[Long-term experience with the combined ARBOND hydroxyapatite coating in implant osteointegration].Acta Chir Orthop Traumatol Cech. 2009 Jun; 76(3):172-8.AC
PURPOSE OF THE STUDY
The hydroxyapatite coating of an implant surface provides osteoactive conditions that can support osteointegration of cementless joint arthroplasties. However, the possibilities of hydroxyapatite degradation, resorption and delamination that may become responsible for failure of total hip arthroplasty (THA) have been reported. The aim of the study was to assess the properties of Arbond hydroxyapatite coating by comparing the long-term survival of implants identical in construction but different in surface coating.

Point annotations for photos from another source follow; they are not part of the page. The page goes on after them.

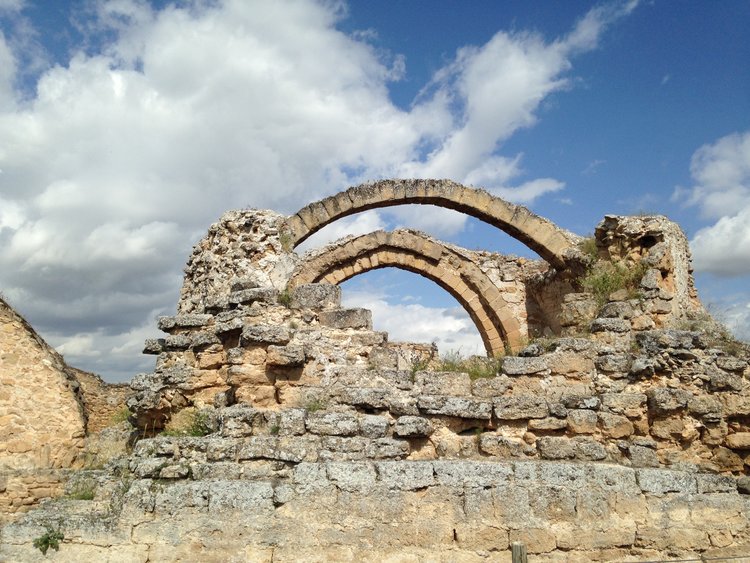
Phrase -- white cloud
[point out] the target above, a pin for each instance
(164, 119)
(721, 172)
(450, 328)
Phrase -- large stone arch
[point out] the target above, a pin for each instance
(539, 234)
(415, 252)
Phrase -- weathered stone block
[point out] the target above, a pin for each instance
(247, 296)
(412, 427)
(664, 400)
(610, 325)
(442, 383)
(615, 426)
(332, 424)
(455, 406)
(738, 441)
(316, 296)
(373, 426)
(582, 421)
(517, 407)
(517, 365)
(661, 481)
(404, 475)
(183, 321)
(290, 355)
(628, 404)
(549, 423)
(501, 446)
(556, 447)
(265, 334)
(346, 318)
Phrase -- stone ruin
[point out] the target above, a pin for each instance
(279, 426)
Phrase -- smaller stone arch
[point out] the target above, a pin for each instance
(416, 252)
(539, 234)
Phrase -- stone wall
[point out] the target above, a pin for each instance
(41, 409)
(47, 409)
(466, 511)
(104, 403)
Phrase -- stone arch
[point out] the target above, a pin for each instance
(541, 235)
(415, 252)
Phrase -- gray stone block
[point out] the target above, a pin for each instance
(517, 365)
(661, 481)
(265, 334)
(332, 424)
(316, 296)
(665, 400)
(373, 426)
(556, 447)
(455, 406)
(291, 355)
(405, 475)
(518, 407)
(346, 318)
(412, 427)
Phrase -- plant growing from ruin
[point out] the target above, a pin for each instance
(50, 538)
(285, 239)
(604, 278)
(120, 416)
(190, 423)
(314, 405)
(285, 298)
(476, 367)
(83, 490)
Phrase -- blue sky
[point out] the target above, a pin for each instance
(113, 110)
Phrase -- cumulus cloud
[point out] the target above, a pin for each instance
(119, 159)
(721, 172)
(450, 328)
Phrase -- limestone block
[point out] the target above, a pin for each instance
(556, 447)
(460, 473)
(581, 421)
(615, 426)
(588, 449)
(707, 407)
(738, 441)
(412, 427)
(373, 426)
(316, 296)
(609, 325)
(628, 404)
(249, 296)
(518, 365)
(332, 424)
(346, 318)
(501, 446)
(663, 400)
(153, 346)
(183, 321)
(517, 407)
(455, 406)
(660, 481)
(290, 355)
(248, 374)
(613, 363)
(731, 363)
(386, 448)
(549, 423)
(407, 476)
(442, 383)
(265, 334)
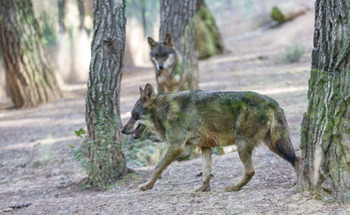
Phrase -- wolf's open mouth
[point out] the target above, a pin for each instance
(137, 131)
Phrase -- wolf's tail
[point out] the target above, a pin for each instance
(280, 142)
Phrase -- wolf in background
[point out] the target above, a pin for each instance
(210, 119)
(169, 65)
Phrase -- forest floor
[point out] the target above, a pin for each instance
(39, 175)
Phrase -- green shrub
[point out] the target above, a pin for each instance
(293, 53)
(102, 171)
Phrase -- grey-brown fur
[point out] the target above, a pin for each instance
(210, 119)
(169, 65)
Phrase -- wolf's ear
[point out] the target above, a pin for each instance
(151, 42)
(168, 40)
(147, 94)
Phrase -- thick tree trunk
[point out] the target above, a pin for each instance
(105, 75)
(208, 38)
(178, 19)
(31, 79)
(325, 131)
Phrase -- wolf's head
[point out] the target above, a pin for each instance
(140, 115)
(162, 53)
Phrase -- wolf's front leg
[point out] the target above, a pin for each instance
(206, 169)
(173, 152)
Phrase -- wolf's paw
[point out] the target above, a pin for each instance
(203, 188)
(232, 188)
(145, 186)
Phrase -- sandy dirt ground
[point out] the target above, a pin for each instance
(39, 175)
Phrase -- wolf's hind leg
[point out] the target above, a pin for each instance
(245, 154)
(206, 169)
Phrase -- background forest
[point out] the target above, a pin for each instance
(43, 147)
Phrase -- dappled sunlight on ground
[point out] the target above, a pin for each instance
(36, 165)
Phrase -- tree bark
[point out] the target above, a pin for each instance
(325, 130)
(31, 79)
(208, 38)
(61, 14)
(178, 19)
(108, 44)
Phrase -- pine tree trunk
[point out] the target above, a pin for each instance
(178, 19)
(208, 38)
(325, 131)
(61, 14)
(31, 79)
(103, 93)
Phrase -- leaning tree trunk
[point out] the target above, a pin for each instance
(31, 79)
(178, 19)
(103, 93)
(325, 137)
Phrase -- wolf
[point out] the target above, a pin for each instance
(169, 65)
(210, 119)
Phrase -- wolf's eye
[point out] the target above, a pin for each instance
(135, 115)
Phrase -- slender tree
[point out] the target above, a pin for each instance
(103, 93)
(178, 19)
(325, 130)
(208, 38)
(31, 79)
(61, 13)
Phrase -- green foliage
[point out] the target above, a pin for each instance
(49, 35)
(102, 169)
(277, 15)
(293, 53)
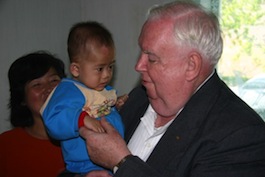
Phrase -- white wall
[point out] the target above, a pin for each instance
(27, 26)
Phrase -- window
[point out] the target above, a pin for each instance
(242, 65)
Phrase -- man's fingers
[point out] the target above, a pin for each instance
(84, 132)
(106, 125)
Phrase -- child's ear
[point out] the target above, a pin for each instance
(74, 69)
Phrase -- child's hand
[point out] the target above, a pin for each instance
(93, 124)
(121, 100)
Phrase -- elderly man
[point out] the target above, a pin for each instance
(183, 121)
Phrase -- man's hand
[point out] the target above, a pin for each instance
(98, 173)
(106, 149)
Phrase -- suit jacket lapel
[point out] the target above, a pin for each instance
(185, 127)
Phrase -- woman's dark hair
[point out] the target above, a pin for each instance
(22, 71)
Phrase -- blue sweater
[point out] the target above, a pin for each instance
(61, 114)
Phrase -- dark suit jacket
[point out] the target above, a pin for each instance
(215, 135)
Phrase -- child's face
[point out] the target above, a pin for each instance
(95, 70)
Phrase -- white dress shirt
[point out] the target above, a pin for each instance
(146, 135)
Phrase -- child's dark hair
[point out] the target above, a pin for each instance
(85, 33)
(22, 71)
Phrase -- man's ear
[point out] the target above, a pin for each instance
(74, 69)
(194, 66)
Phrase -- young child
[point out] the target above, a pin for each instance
(86, 97)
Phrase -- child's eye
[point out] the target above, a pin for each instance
(99, 69)
(111, 66)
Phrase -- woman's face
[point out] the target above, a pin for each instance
(37, 91)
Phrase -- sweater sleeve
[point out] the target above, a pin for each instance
(62, 110)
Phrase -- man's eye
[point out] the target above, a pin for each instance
(36, 85)
(99, 69)
(151, 60)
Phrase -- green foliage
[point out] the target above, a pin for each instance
(242, 21)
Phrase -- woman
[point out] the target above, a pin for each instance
(27, 150)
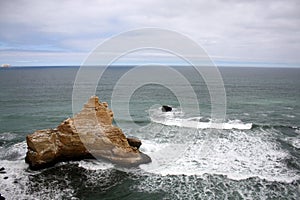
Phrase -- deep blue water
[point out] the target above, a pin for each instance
(240, 162)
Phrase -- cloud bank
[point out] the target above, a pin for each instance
(64, 32)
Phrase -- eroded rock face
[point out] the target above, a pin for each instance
(89, 134)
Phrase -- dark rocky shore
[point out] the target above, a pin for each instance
(89, 134)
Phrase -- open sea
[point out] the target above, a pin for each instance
(256, 155)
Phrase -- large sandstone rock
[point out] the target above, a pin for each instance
(89, 134)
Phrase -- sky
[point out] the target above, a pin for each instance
(232, 32)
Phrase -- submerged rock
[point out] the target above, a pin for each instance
(165, 108)
(89, 134)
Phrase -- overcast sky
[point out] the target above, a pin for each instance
(63, 32)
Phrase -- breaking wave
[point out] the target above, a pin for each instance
(177, 118)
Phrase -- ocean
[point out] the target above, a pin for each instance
(256, 155)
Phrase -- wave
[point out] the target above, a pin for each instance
(238, 157)
(177, 118)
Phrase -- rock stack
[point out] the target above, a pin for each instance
(89, 134)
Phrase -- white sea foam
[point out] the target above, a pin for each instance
(94, 165)
(239, 155)
(176, 118)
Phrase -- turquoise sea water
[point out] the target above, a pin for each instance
(256, 157)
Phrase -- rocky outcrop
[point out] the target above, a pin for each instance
(89, 134)
(165, 108)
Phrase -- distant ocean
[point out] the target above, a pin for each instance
(255, 156)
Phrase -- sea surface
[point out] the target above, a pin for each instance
(256, 155)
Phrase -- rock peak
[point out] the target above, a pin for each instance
(88, 134)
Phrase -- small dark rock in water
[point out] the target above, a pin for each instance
(2, 170)
(1, 197)
(134, 142)
(165, 108)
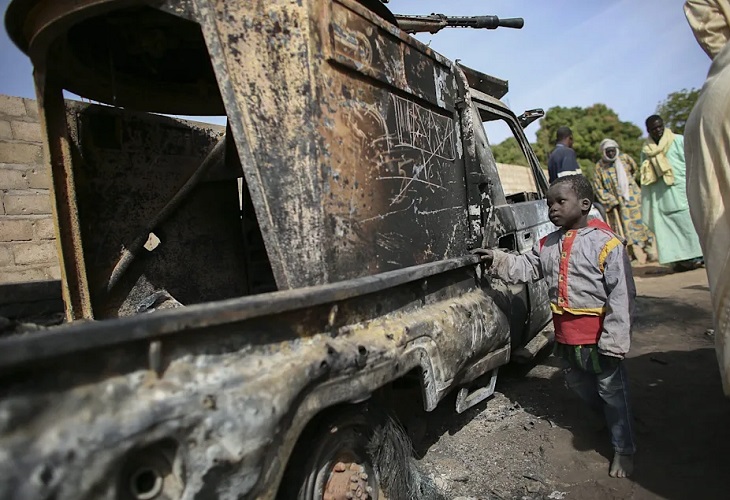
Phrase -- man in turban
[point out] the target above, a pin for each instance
(616, 190)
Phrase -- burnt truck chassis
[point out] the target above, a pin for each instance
(354, 177)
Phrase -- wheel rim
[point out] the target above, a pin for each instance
(345, 472)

One group (HA) comprised 86 patients (100 THAs) with an average age of 45.14 years (range, 22.3 to 77.4 years) at the time of surgery who received a femoral stem (Walter) with a coating of Arbond sprayed over the proximal half. The other group (control) included 92 patients (100 THAs) with an average age of 49.7 years (range, 33 to 68.7) who had an identical femoral component without coating. In both groups the conical-shaped acetabular cup (Walter) and femoral head made of sintered ceramics were used. The patients in whom one or both components were replaced or extracted were not included in the final clinical evaluation (Harris Hip Score). For the statistical analysis of survival, a stable component still in place at the date of the revision procedure was regarded as surviving; a lose component at the same date was considered a failure. Finally, 71 hips of the HA group followed up for an average of 15.51 (range, 5.6 to 18.56) years and 39 control hips at an average follow-up of 14.19 (range, 6.24 to 18.48) years were clinically evaluated. The data of patients who died in the course of study (HA group, 11; control group, 14) were included in the clinical evaluation with the date of their last follow-up.

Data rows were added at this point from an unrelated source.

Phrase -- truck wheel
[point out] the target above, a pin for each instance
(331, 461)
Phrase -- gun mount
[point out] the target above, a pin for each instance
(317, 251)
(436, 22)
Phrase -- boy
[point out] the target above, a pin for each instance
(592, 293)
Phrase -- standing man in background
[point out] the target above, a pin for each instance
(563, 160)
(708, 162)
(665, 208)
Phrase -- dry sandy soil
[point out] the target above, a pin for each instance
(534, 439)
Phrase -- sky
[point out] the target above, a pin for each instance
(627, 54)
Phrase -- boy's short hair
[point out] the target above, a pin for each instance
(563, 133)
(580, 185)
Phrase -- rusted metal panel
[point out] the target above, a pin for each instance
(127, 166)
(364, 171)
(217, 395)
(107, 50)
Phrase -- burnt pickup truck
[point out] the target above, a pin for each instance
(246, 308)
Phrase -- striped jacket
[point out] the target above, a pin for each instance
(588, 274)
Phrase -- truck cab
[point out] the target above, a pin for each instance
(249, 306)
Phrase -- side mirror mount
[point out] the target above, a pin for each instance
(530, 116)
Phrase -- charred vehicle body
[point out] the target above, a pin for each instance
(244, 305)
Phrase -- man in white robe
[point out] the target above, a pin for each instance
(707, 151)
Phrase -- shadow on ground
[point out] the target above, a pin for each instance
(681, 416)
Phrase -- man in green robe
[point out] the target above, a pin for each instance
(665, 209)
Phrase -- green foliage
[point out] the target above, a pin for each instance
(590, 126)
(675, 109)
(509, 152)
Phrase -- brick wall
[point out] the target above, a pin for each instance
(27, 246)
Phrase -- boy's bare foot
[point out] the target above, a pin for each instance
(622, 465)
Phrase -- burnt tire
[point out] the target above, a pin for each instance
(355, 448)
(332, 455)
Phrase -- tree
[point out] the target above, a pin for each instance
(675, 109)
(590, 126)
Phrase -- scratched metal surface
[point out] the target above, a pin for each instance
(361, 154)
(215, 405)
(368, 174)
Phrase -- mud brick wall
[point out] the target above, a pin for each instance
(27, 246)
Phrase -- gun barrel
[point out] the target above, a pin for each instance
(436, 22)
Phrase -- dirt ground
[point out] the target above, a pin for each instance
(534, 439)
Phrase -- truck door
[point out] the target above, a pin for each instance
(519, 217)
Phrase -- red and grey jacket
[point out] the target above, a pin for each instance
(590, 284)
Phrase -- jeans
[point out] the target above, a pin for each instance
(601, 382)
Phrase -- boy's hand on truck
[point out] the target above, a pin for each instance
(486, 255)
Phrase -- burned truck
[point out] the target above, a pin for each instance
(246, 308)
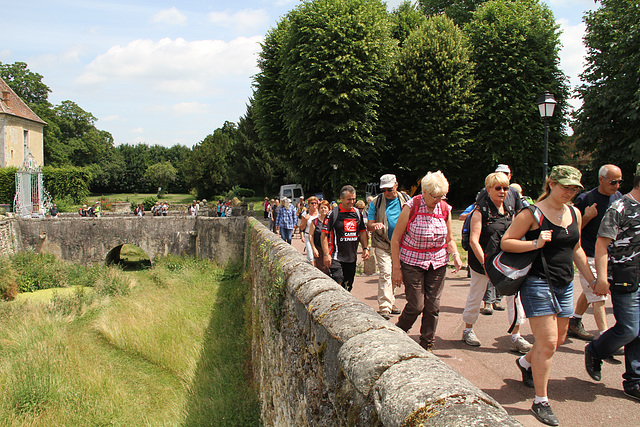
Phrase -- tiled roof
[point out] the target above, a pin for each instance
(10, 103)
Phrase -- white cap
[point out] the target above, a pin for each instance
(503, 168)
(387, 181)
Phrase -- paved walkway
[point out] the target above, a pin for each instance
(575, 398)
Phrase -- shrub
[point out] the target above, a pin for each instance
(37, 271)
(68, 181)
(113, 282)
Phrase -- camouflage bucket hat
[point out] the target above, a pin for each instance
(566, 175)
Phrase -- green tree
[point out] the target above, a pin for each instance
(332, 58)
(160, 174)
(136, 159)
(461, 11)
(515, 48)
(405, 18)
(608, 122)
(252, 164)
(429, 102)
(268, 94)
(25, 83)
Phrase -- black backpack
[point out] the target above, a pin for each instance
(482, 204)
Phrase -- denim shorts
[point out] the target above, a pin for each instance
(536, 298)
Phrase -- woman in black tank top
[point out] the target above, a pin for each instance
(557, 235)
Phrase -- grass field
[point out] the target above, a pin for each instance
(167, 348)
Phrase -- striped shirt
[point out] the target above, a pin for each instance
(425, 241)
(286, 217)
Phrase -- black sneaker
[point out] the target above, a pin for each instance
(593, 364)
(576, 330)
(542, 411)
(527, 375)
(633, 393)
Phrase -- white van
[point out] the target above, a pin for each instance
(291, 192)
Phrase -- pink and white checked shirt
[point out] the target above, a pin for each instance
(425, 241)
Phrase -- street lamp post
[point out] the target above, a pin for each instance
(546, 105)
(335, 171)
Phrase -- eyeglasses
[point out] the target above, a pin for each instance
(573, 190)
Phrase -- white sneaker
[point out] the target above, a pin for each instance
(521, 346)
(470, 338)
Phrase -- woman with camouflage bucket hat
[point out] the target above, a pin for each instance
(548, 306)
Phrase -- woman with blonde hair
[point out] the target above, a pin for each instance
(420, 247)
(315, 231)
(286, 220)
(547, 293)
(305, 224)
(491, 215)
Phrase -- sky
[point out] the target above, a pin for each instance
(171, 72)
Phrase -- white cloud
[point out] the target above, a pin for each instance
(174, 65)
(243, 21)
(189, 108)
(170, 17)
(572, 55)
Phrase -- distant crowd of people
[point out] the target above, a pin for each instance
(412, 240)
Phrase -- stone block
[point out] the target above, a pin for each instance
(366, 356)
(425, 391)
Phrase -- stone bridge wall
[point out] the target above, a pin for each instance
(321, 357)
(90, 240)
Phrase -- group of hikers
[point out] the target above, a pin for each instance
(412, 239)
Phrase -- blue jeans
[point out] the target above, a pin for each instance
(626, 332)
(286, 234)
(537, 300)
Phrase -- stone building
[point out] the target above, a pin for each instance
(21, 131)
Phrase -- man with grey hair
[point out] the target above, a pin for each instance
(342, 229)
(593, 204)
(384, 211)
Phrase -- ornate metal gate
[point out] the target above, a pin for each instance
(31, 199)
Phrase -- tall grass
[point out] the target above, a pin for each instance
(164, 346)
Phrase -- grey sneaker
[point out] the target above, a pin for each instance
(470, 338)
(542, 411)
(521, 346)
(576, 330)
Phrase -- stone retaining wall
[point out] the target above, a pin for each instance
(321, 357)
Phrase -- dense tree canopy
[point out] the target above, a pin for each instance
(608, 123)
(515, 48)
(332, 58)
(429, 102)
(461, 11)
(26, 84)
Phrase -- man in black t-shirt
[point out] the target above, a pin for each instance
(342, 229)
(593, 204)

For both groups, the Kaplan-Meier survival curves were constructed for overall survival and for the survival of acetabular and femoral components separately. Differences in survival curves were evaluated with the use of Gehan's Wilcoxon test. Component survival was also calculated using 15-year life-table survivorship analysis. Differences in variables under study were assessed with the use of the two-tailed Student's t-test. A p value of less than 0.05 was considered significant.
A total of 29% hips were revised in the HA group, 27% for aseptic loosening of the acetabular cup, in 2% both components were removed because of deep infection. In the control group revision procedures were performed in 61% of the hips. Except for one case of deep infection (1%), the reason was cup loosening in 30%, stem loosening in 12% and both components loosening in 18% of the hips. The HA group showed a significantly longer survival of both total hip prostheses and individual components. The final HHS was significantly better than the initial score in both groups. There was no difference in the degree of improvement between the two groups. The radiographic data showed full osteointegration of stems in the HA group. The control group, on the other hand, had 87% of the stems with translucent lines in zone I and zone VII according to Gruen's classification.

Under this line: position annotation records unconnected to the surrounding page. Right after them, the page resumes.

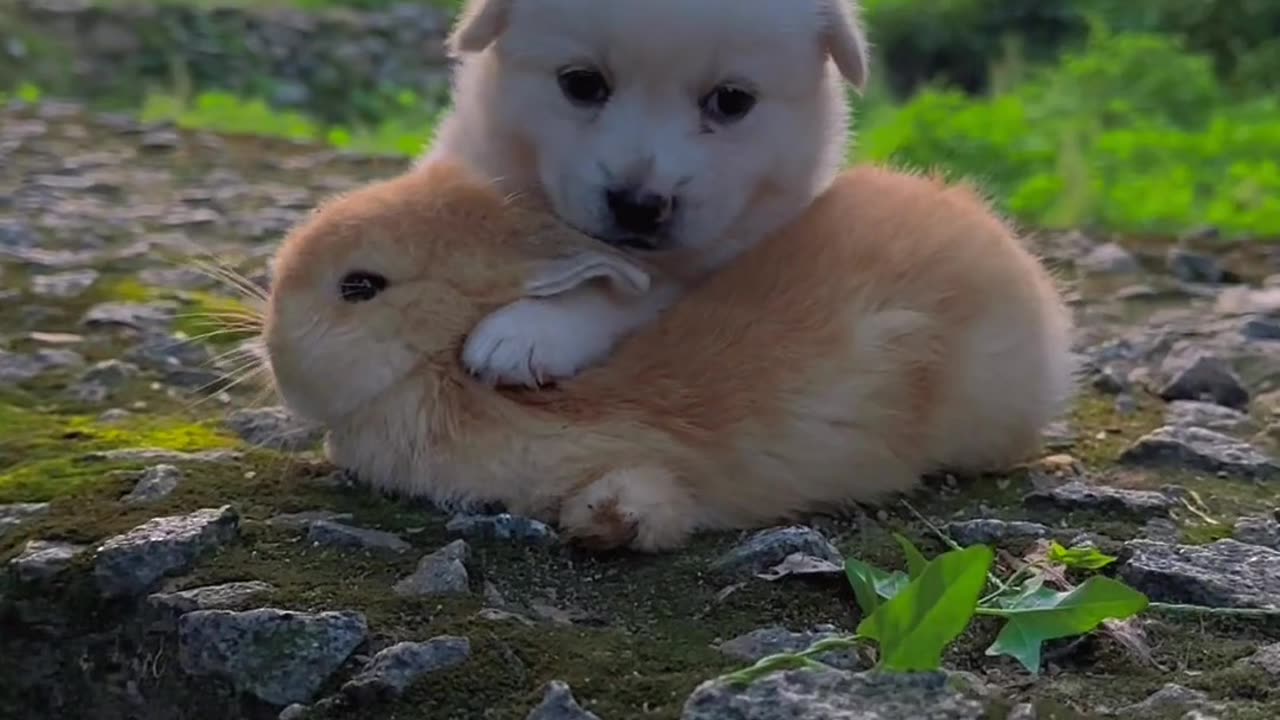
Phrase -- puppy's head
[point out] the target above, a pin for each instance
(664, 124)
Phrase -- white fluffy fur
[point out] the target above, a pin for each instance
(736, 185)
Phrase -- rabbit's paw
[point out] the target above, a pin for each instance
(533, 342)
(639, 507)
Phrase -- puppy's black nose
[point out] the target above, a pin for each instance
(638, 212)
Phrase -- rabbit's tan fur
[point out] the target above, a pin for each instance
(899, 327)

The significantly longer survival of hips in the HA group gives support to the use of hydroxyapatite coating in total hip arthroplasty. The poorer results in grit-blasted implants, as compared with the literature data, can be explained by allow degree of roughness of the Walter implant surfaces.
The combined Arbond hydroxyapatite coating improves conditions for implant osteointegration in the bone.